The total number of people who left and did not return has not been published by the government and the number is very difficult to calculate with the available border records as many Russians may have left only temporarily, as is the case with tourists. According to a conservative estimate by the independent newspaper The Bell, more than half a million citizens left the country for good last year.

One of the sectors most affected by the displacement of thousands of workers is technology. Parliament began processing another bill at the end of December aimed at banning telework for expatriate workers. However, authorities have been forced to make exceptions in some companies to avoid further hitting the economy. The Ministry of Digital Development warned that this restriction could lead to a “loss of competitiveness” compared to other countries due to a “slow down in the development of digital platforms and solutions”.

Putin recommends remembering the Nuremberg trials

Hundreds of thousands of Russians have fled a country the Kremlin controls with an iron fist, and Putin himself has predicted in the past that this war will bring “a natural and necessary self-detoxification of society.” [rusa]“. The President was in Saint Petersburg this Wednesday to mark the 80th anniversary of the end of the Leningrad blockade. There he laid flowers at the Piskaryovskoye Cemetery memorial, visited the Obukhov armaments factory and, along with several WWII veterans, watched a preview of a Russian film about the Nuremberg Trials, the court that sentenced the surviving Nazi leadership to war Crime.

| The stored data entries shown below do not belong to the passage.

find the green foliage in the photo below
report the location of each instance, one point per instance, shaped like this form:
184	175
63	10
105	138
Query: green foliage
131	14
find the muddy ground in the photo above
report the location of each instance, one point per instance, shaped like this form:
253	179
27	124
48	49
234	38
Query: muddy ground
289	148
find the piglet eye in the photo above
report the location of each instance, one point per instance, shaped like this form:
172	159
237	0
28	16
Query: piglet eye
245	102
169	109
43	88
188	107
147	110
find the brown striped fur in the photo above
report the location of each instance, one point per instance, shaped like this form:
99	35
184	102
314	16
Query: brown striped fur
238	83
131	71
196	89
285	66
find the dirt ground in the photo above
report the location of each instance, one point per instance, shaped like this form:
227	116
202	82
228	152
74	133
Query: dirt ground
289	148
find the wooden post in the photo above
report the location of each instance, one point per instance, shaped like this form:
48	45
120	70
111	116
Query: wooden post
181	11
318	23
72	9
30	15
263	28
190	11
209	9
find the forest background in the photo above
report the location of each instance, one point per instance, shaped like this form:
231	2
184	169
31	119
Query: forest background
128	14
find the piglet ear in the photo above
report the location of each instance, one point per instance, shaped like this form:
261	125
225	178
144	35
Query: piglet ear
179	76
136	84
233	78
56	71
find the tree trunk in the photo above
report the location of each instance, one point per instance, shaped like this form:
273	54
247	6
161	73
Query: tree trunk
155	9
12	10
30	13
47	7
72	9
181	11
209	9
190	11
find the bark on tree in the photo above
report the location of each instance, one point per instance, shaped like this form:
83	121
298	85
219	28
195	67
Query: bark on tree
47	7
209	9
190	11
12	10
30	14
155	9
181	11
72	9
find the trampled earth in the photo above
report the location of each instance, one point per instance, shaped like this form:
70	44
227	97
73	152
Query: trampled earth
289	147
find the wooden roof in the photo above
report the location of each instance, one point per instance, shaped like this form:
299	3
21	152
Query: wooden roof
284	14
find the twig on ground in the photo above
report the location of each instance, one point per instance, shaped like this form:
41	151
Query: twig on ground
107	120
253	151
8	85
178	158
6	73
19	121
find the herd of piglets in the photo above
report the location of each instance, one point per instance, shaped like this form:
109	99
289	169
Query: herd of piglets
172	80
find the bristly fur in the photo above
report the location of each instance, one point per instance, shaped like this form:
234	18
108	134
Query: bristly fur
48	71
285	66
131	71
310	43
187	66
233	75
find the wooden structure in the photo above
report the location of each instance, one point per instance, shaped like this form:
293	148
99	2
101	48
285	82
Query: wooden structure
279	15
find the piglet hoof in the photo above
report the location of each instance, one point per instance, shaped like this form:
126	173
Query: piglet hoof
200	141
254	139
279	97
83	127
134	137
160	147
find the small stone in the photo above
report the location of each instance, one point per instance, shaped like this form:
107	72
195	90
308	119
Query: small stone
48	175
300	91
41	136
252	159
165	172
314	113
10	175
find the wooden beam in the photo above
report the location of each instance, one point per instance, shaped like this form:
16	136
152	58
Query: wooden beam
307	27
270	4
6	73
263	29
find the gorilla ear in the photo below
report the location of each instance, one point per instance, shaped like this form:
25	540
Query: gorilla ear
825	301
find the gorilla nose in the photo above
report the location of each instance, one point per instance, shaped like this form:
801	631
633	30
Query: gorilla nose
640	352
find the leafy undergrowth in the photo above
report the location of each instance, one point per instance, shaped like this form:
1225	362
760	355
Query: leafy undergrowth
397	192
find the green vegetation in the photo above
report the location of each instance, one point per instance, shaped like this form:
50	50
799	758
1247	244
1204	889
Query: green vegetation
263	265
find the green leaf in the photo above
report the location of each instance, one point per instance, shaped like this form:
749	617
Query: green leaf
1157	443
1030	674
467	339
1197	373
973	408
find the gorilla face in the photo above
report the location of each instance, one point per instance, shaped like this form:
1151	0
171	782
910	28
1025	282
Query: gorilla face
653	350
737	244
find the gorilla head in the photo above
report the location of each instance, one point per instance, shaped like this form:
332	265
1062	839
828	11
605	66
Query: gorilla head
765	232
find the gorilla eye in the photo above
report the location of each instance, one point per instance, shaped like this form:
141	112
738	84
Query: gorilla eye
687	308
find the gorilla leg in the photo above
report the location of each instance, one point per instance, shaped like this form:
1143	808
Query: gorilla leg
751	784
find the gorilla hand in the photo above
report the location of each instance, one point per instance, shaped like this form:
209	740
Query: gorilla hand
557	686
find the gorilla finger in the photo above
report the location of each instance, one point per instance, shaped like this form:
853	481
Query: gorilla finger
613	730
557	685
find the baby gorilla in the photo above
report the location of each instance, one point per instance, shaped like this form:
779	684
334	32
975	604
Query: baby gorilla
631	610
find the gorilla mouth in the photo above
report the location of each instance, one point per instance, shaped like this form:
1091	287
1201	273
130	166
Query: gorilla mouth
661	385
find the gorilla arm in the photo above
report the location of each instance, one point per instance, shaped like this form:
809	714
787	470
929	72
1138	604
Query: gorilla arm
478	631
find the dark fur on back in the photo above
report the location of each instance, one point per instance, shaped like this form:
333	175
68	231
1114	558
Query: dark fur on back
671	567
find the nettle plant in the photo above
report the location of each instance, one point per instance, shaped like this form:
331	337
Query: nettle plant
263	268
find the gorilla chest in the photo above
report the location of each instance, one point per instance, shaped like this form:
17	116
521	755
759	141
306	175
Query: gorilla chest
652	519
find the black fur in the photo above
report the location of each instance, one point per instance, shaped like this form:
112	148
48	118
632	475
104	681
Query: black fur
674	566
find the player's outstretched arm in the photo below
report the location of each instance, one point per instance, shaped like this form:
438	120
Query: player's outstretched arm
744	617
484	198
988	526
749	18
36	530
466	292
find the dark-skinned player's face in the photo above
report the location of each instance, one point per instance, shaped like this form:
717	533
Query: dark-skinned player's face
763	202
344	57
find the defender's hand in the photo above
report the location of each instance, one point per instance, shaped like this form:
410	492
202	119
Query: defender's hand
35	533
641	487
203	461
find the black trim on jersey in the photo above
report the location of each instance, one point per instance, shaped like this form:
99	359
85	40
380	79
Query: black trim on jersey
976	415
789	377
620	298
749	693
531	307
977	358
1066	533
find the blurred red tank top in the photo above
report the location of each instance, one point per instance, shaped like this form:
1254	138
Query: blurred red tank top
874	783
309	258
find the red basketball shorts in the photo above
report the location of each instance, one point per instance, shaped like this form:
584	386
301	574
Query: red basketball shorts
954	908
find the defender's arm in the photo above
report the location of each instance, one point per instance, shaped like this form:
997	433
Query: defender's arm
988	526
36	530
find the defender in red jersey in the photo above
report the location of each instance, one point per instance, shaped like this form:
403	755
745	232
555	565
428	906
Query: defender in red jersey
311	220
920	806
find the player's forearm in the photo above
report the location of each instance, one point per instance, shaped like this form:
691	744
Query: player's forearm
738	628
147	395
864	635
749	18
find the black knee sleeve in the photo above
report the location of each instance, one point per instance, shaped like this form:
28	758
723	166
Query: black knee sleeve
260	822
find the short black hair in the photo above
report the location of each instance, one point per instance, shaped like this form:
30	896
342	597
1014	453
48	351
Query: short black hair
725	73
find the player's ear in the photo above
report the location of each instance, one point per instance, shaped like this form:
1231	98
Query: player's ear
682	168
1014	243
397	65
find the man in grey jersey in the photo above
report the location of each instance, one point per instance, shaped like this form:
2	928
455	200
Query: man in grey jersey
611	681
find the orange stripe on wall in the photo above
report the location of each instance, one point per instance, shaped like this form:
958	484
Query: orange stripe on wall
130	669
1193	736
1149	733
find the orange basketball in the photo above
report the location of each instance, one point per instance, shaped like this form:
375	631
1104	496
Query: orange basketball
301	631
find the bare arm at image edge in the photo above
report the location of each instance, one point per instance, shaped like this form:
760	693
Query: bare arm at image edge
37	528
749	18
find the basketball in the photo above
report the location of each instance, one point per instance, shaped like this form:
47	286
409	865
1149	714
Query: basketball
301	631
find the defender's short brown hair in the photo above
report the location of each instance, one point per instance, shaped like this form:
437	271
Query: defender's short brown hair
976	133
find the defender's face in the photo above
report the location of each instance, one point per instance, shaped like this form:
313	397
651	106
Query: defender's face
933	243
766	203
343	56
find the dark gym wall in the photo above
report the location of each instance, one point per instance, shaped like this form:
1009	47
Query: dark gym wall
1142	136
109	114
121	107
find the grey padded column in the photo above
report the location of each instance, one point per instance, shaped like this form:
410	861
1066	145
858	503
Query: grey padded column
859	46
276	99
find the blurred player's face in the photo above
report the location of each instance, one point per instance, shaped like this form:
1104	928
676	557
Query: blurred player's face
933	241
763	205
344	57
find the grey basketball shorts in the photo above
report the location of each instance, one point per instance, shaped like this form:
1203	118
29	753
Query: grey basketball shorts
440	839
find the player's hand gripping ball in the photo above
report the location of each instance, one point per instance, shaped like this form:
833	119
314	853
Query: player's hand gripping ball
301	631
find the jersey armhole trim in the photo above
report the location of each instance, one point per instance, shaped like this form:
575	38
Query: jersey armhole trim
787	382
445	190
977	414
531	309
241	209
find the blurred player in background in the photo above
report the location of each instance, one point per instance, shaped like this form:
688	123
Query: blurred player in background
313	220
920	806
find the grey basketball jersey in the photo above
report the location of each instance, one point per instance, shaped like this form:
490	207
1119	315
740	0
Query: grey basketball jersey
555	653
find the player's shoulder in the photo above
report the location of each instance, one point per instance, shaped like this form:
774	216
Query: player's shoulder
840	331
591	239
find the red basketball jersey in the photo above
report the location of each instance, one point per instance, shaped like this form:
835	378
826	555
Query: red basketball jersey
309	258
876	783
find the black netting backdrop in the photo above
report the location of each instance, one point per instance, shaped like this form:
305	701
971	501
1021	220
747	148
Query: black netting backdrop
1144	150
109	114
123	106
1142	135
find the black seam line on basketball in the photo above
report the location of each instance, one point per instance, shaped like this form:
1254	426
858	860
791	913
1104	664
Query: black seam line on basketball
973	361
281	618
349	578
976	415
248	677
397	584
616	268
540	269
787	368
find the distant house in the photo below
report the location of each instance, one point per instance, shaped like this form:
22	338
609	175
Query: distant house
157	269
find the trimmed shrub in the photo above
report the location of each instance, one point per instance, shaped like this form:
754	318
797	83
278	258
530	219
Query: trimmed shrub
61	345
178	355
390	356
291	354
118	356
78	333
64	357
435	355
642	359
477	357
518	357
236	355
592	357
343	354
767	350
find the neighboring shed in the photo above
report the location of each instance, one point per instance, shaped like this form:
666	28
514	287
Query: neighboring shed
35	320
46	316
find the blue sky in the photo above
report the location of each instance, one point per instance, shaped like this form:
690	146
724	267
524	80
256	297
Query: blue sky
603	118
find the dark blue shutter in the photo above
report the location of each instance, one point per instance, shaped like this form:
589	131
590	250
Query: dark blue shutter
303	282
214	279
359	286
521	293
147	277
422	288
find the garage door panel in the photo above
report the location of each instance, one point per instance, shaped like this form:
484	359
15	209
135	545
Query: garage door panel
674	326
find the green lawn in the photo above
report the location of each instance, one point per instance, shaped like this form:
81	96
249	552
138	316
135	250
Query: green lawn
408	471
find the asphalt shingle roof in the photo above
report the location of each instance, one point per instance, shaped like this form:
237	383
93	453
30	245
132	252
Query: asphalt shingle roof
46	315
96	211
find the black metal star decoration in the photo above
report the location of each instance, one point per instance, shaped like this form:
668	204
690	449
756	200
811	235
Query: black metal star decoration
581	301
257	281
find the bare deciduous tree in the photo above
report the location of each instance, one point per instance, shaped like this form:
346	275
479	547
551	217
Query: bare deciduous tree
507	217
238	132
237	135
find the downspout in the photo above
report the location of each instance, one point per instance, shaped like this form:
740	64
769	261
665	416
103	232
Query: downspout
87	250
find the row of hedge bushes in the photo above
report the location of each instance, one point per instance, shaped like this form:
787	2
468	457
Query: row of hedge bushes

“You must have seen this film. It’s a very important fact. These works protect historical memory,” the Russian president said of a court used as a reference by numerous voices, from the Ukrainian government of Volodymyr Zelensky to that of former British Prime Minister Gordon Brown, to launch a similar process for the circle of demand power of the Kremlin.

“Russia’s victory in special operations is inevitable. It is based on the unity and cohesion of the Russian people; in the bravery and heroism of our combatants; and in the work of the military-industrial complex,” Putin warned while inspecting the Obukhov polygon. The Russian leader also revealed that workers at military factories could soon be exempted from front-line service as the army needs more weapons.

Ukraine fears a major Russian offensive in the coming months, if not weeks, and Moscow is bracing for that and a long war. Russian Prime Minister Mikhail Mishustin this Wednesday met the new governing council that will have to supply the armed forces and gave his team a message that time is of the essence: “All the material and technical means that are still needed to complete the plans of the last year should be sent to the troops no later than February.”